There aren't many directors who would be happy about a film taking nearly seven years to get off the ground, but that's precisely the case with David Michôd's "The King." The long development process, delays and studio changes for his and Joel Edgerton's vision for a Henry V film had a silver lining. By the time they were ready to go, an exciting new talent had emerged: Timothée Chalamet.
"It was a beautifully fortuitous thing that it took us that long to get made," Michôd said last month after its world premiere at the Venice Film Festival . He looked over at his young star and laughed. Had the film been made when he and Edgerton wrote it, not only would Chalamet not have been on their radar, he also would have been only 12 years old.
"The King" opens in select theaters Friday before landing on Netflix on Nov. 1.
Still, it wasn't even a given that Chalamet and Michôd would cross paths. But a friend suggested that he see "Call Me By Your Name," thinking maybe the "kid in it" would be good for the part of Hal, the reluctant heir to the throne who will become King Henry V. Michôd went in a little skeptical — people are always making suggestions to him and most don't result in anything — but he had a bit of a revelation watching the tender, sun-soaked Italian romance.
"THAT's the version of 'The King' I want to make," he said. "I loved the idea of taking that kid from that movie and starting 'The King' with him and turning him into something else — hardening him and making him almost tyrannical … (But) I never thought I'd be casting a 22-year-old New Yorker to play Henry V."
Chalamet had been doing mostly present day or recent past films and liked the notion of being in something completely different. He also latched on to the "allegory" about Elio, his "Call Me By Your Name" character. So he said yes, days before he'd find out he'd gotten his first Oscar nomination for that film.

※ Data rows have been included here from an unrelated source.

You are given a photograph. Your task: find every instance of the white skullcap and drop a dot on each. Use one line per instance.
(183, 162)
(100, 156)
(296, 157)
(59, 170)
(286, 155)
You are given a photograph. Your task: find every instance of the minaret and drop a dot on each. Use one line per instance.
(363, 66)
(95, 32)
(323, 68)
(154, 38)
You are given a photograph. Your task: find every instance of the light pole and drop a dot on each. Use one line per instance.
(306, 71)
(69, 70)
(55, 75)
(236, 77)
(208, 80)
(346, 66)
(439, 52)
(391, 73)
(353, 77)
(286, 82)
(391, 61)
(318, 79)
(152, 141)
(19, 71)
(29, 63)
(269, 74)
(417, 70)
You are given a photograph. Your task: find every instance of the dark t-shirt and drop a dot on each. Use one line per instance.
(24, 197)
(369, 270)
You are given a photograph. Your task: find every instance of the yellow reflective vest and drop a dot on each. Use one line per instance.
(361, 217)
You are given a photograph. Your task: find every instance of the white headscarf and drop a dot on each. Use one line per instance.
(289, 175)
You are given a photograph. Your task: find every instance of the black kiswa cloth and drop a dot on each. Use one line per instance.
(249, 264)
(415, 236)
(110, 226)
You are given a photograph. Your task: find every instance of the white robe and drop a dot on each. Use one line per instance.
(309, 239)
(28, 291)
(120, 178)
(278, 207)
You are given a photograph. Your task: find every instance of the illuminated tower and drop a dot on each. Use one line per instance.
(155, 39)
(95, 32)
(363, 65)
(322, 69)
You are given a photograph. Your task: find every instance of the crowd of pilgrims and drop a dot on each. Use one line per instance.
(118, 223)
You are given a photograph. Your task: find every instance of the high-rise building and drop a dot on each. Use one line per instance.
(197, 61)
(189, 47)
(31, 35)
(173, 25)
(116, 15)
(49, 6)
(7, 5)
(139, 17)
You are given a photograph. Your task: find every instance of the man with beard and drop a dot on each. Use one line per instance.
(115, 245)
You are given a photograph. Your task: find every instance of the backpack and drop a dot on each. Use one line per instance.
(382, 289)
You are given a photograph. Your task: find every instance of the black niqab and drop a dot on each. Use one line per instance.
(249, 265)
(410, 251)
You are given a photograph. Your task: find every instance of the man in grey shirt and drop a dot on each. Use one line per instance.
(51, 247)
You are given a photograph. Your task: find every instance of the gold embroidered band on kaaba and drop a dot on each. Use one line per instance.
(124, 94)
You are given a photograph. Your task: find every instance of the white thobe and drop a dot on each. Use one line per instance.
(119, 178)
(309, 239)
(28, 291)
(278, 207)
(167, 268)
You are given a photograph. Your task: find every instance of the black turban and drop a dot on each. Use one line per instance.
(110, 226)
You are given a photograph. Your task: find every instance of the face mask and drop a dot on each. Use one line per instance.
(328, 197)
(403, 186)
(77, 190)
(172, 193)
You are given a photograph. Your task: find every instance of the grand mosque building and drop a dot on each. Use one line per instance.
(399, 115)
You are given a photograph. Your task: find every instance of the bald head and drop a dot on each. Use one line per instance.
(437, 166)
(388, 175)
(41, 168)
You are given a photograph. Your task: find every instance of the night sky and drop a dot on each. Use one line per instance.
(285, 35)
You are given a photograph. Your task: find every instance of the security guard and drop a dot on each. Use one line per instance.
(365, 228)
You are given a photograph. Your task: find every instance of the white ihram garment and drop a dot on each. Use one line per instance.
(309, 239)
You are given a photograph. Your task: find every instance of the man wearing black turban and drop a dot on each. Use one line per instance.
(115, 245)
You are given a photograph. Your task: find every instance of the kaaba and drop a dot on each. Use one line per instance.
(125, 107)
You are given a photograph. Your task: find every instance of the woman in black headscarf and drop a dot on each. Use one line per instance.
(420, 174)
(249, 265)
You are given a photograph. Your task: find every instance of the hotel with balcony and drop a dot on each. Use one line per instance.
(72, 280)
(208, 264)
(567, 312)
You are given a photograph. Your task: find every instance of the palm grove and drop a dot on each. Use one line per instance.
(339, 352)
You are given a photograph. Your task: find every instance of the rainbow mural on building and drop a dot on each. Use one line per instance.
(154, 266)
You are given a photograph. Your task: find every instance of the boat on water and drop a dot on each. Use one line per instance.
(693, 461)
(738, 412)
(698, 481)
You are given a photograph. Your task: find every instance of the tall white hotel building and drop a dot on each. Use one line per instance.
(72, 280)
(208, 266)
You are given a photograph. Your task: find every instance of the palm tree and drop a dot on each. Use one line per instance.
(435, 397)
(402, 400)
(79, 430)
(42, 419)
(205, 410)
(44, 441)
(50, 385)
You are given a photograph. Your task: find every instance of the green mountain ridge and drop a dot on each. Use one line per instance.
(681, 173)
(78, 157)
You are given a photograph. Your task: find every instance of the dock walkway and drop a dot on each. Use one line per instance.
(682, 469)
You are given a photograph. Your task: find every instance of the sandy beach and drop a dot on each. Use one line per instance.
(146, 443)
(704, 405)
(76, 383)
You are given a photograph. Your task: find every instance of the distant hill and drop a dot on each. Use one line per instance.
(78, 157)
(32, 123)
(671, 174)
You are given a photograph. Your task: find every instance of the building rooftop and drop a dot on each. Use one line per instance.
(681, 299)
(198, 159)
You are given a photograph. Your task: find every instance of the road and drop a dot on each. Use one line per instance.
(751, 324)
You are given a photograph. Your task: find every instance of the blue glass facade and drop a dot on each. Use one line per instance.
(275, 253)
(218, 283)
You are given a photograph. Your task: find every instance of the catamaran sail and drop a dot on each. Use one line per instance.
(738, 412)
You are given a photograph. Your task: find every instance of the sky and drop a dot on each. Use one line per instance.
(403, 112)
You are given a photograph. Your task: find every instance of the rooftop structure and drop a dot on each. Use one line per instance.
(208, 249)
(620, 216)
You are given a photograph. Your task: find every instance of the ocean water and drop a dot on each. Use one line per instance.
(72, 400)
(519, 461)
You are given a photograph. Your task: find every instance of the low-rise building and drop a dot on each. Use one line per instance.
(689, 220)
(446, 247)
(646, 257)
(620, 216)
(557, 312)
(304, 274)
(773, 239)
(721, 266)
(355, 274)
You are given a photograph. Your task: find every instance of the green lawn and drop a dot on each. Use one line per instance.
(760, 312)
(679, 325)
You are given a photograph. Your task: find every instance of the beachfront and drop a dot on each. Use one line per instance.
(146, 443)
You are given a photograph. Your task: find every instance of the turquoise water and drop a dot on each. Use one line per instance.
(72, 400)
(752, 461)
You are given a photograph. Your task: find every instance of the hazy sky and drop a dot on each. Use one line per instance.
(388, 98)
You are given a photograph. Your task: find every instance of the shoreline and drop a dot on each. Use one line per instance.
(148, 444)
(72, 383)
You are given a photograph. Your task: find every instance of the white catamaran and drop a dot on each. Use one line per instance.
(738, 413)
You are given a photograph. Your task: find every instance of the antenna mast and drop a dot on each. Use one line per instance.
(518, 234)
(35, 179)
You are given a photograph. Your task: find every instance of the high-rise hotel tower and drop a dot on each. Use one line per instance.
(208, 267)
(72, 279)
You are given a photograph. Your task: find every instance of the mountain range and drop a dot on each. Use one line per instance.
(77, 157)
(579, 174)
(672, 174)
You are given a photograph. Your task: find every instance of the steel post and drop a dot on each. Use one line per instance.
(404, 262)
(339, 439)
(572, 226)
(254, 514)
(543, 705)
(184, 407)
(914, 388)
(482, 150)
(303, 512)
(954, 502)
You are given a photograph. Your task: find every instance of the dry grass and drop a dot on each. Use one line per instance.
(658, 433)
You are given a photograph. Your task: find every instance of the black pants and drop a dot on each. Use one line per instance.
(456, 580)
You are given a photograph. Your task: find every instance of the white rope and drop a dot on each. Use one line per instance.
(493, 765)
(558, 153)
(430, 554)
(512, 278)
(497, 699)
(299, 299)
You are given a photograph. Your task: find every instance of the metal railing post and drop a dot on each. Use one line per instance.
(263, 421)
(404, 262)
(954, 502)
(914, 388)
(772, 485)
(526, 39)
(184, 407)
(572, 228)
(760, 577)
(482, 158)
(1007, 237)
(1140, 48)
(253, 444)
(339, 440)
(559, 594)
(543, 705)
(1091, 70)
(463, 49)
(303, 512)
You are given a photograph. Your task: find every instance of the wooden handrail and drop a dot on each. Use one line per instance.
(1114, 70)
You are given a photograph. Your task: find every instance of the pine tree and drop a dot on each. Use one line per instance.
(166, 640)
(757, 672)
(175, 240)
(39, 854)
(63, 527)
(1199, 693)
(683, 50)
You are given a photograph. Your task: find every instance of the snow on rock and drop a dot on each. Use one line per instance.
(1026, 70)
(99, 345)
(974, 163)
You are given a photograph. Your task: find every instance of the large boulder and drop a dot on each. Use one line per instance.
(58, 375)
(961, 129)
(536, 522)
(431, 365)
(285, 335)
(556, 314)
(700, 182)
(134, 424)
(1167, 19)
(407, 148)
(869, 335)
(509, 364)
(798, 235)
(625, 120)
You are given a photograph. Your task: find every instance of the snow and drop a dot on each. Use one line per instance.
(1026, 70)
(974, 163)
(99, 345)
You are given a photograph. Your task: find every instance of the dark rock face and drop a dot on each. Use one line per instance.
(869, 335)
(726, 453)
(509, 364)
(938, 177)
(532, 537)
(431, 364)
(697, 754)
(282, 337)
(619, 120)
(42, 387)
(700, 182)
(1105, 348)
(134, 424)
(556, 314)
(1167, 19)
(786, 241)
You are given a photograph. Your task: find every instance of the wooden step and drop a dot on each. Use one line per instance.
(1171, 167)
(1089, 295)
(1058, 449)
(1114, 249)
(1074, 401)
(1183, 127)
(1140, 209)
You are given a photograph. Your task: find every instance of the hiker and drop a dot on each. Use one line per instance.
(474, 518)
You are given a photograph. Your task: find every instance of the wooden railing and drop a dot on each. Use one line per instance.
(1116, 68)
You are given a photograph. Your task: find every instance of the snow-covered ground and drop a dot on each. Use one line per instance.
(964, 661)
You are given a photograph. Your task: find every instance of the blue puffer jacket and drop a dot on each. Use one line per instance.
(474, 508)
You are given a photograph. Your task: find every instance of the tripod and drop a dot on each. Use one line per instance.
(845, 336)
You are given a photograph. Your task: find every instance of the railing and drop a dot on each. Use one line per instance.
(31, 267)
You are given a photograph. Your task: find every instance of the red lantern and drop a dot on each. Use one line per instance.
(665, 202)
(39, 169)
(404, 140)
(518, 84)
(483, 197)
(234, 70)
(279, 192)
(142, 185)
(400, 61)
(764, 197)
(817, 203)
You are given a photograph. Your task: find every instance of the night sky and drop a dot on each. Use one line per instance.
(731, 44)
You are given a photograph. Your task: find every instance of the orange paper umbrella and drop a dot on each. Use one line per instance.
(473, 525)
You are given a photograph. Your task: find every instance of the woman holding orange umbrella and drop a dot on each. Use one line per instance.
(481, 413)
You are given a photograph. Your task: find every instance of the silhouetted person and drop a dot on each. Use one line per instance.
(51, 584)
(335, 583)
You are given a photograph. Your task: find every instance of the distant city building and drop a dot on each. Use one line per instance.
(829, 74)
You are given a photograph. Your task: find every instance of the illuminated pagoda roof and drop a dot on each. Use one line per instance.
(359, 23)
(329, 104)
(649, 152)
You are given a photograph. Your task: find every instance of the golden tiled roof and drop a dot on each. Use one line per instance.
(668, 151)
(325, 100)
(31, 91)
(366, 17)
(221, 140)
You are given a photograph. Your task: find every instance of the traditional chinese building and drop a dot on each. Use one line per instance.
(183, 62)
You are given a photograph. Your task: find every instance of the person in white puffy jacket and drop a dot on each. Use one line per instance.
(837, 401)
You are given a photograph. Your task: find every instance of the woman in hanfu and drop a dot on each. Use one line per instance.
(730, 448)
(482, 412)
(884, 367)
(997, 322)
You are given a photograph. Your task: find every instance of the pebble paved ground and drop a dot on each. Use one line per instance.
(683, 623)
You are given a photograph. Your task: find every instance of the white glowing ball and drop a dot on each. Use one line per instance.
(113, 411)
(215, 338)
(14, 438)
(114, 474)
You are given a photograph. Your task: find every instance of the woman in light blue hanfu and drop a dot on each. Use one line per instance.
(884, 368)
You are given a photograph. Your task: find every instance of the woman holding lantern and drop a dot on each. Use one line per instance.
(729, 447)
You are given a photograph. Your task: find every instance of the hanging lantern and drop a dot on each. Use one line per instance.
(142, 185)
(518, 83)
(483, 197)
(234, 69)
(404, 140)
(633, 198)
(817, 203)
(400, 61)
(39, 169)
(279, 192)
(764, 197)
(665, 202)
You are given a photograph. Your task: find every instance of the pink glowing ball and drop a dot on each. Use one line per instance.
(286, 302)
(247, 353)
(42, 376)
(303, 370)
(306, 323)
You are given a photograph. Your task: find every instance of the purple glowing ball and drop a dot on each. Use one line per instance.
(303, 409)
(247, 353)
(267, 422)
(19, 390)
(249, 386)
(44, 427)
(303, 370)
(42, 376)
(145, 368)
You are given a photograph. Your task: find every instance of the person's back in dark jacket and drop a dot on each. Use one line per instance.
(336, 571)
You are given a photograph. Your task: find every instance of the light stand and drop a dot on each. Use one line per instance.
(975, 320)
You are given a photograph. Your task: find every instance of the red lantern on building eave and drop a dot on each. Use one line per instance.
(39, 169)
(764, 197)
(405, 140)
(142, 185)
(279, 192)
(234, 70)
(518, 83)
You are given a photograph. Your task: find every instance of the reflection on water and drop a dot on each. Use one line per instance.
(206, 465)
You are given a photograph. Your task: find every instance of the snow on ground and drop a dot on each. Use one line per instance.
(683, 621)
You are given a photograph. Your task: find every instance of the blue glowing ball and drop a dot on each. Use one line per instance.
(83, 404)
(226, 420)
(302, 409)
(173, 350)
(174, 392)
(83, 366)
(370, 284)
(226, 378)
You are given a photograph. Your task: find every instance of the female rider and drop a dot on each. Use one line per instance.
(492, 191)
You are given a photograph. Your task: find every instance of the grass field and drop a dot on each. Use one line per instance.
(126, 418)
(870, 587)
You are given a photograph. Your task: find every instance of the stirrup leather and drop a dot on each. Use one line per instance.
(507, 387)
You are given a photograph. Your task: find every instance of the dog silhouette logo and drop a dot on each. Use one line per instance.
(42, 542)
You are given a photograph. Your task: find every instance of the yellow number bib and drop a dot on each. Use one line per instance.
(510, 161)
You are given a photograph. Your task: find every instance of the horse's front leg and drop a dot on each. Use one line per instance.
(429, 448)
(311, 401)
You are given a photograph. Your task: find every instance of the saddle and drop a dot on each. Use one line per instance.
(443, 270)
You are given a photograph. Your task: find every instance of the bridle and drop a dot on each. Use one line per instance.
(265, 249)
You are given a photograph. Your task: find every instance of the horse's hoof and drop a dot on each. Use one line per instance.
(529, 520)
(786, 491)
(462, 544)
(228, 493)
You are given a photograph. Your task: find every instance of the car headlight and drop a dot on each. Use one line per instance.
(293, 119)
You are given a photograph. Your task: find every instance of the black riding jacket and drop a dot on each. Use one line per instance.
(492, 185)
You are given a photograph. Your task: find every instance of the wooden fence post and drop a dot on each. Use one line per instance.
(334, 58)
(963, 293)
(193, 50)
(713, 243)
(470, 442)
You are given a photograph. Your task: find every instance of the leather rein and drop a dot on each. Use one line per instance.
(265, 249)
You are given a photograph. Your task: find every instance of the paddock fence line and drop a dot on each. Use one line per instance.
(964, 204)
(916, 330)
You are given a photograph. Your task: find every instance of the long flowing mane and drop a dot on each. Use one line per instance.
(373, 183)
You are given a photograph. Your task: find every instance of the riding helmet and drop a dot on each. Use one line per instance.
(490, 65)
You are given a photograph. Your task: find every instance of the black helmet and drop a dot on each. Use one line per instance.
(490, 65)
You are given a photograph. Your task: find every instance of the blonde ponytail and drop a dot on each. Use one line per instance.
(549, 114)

"There felt like a beautiful irony and challenge in that I was a young American playing a historical British figure, directed by and working with a bunch of Australians," Chalamet said.
Or, Michôd chimed in, a "recipe for disaster."
The film is an ambitious melding of historical fact and fiction, loosely inspired by Shakespeare's "Henry V" and "Henry IV" parts one and two, following Hal from his drunken days in Eastcheap to his early days as King of England, a position he never wanted and takes reluctantly when his tyrannical father, Henry IV (Ben Mendelsohn), dies.
"I thought, 'Oh wow this could be really done in a way that's true to the plays and true to the history,'" Chalamet said. "People wielding these positions of power often were unusually young."
The "swords and horses" genre was a bit of a departure for Michôd too. He made his name with the Australian crime drama "Animal Kingdom" and has never been drawn to fantasy endeavors like "Game of Thrones" or "Lord of the Rings."
"It's not because I hate it, it's just because I don't understand how I'm supposed to engage with it. This is not that, but it lends itself to tropes that are very similar," Michôd said. "We actually know so little about the Middle Ages. We have a lot of documentary fact, but I don't know what it would be like to be a person in the Middle Ages and that almost makes it a kind of fantasy. But that's what makes it exciting too: How do we go about turning this into something that feels real?"
He and his longtime friend and collaborator Edgerton, who also plays a humorous Falstaff in the film, set off to make something as grounded as they could. That meant sporting heavy armor and suffering through the Hungarian heat for the two and a half weeks it would take to shoot the Battle of Agincourt.
The intensity of the battle was a new experience for Chalamet.
"There's an amazing thing that happens," Chalamet said. "Sometimes with long takes in movies, when there's a lot of physicality required, any sense of acting goes out the window."
In other words, the struggle you see on screen as he's huffing and puffing his way through the mud in armor with a sword is pretty real. Was it at all fun though dressing up and play fighting?
"Watching it was fun," Chalamet said, laughing.
He also had to cut his hair into a more period-specific bowl cut, which had Chalamet's large and vocal internet fan base in a tizzy when he started making public appearances without his signature locks.
"David was adamant, and so right," Chalamet said. "It would have felt like a cheat if there wasn't the appropriate hairstyle. It sounds silly but I hope people don't judge it. It is just hair at the end of the day."
Michôd chimed in: "It's just hair but it was important. It felt really important for the character and for Timmy as an actor to have a transformation, to go from that kid from 'Call Me By Your Name' and become something else."